Production of F 1 animals by ICSI. To examine whether SSC manipulation affects ART outcome, we used GS cells from C57BL/6 Tg14(act-EGFP)OsbY01(Green) mice that express Egfp gene ubiquitously (B6-GS cells) (Supplemental Figure 1A; supplemental material available online with this article; https://doi.org/10.1172/JCI170140DS1). B6-GS cells appeared very similar to GS cells in a DBA/2 background (DBA-GS cells), which produce offspring by natural mating even after long-term culture (22). Bisulfite sequencing analysis showed typical androgenetic DNA methylation patterns with hypermethylation of H19 and Meg3 IG differentially methylated regions (DMRs) and hypomethylation in Igf2r and Snrpn DMRs in both cell types (Supplemental Figure 1B). Real-time PCR analysis was consistent with the DNA methylation patterns (Supplemental Figure 1C). B6-GS cells were transplanted into the seminiferous tubules of congenitally infertile WBB6F1-W/Wv mice (W) to produce sperm (23). Within 3 months, B6-GS cells generated SYCP3+ spermatocytes and peanut agglutinin+ (PNA+) haploid cells (Supplemental Figure 1, D and E).
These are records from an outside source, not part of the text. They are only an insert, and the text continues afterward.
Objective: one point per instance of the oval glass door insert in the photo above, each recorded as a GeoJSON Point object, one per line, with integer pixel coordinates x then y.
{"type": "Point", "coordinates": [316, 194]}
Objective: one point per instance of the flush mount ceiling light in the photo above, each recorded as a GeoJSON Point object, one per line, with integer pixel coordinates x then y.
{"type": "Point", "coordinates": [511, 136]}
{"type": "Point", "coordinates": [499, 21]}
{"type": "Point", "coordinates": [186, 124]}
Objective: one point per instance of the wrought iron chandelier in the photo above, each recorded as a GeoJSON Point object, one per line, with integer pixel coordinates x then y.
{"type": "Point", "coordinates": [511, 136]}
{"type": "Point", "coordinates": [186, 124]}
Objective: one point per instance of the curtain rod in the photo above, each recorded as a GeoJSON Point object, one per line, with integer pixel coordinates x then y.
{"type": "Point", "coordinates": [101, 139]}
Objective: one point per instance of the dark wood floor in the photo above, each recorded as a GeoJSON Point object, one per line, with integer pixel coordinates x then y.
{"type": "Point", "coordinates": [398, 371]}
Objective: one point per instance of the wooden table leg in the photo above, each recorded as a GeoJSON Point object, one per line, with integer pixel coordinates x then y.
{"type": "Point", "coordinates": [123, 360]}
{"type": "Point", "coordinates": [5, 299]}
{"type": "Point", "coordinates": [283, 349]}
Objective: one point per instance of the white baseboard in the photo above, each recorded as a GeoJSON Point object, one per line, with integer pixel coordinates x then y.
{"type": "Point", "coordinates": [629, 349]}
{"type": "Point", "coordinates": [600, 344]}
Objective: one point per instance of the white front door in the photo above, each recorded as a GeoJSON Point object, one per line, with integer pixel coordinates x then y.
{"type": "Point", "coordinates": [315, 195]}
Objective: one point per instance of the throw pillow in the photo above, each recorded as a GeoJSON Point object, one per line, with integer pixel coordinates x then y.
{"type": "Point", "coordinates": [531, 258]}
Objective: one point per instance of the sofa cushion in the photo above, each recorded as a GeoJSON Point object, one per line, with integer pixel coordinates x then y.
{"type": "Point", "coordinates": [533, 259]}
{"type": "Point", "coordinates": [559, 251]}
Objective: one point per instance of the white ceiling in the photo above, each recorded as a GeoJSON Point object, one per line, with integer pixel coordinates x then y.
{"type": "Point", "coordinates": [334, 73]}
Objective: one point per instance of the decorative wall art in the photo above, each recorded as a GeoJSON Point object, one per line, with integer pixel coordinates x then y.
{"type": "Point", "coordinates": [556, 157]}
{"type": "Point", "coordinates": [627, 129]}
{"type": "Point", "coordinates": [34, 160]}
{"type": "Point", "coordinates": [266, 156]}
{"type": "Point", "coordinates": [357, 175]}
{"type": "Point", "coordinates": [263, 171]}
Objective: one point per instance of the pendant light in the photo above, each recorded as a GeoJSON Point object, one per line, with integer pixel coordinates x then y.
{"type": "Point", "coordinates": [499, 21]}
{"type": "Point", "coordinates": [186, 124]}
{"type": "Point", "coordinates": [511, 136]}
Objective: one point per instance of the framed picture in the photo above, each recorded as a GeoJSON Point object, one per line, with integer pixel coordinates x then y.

To produce offspring, sperm or elongated spermatids were used for ICSI (24). We also used sperm freshly prepared from green mouse testes as a control (Figure 1A).

Figure 1 Congenital abnormalities in ICSI-derived offspring. (A) Experimental outline. (B) Body and placental weight at the time of birth (n = 31 for ICSI-F 1 ; n = 37 for GS-F 1 ; n = 63 for young control-F 2 ; n = 50 for young ICSI-F 2 ; n = 109 for young GS-F 2 ; n = 25 for aged control-F 2 ; n = 103 for aged ICSI-F 2 ; n = 34 for control-F 3 ; n = 45 for ICSI-F 3 ; n = 49 for GS-F 3 ). (C) F 1 offspring produced by ICSI and SSC transplantation. (D) Congenital deformities found in F 2 offspring produced by IVF using sperm from young (15 months) or aged (25 months) F 1 mice. (E) Congenital deformities found in F 3 offspring produced by IVF using sperm from F 2 mice. (F) Congenital deformities found in F 3 offspring produced by natural mating between F 2 mice. *P < 0.05, 2-tailed Student’s t test.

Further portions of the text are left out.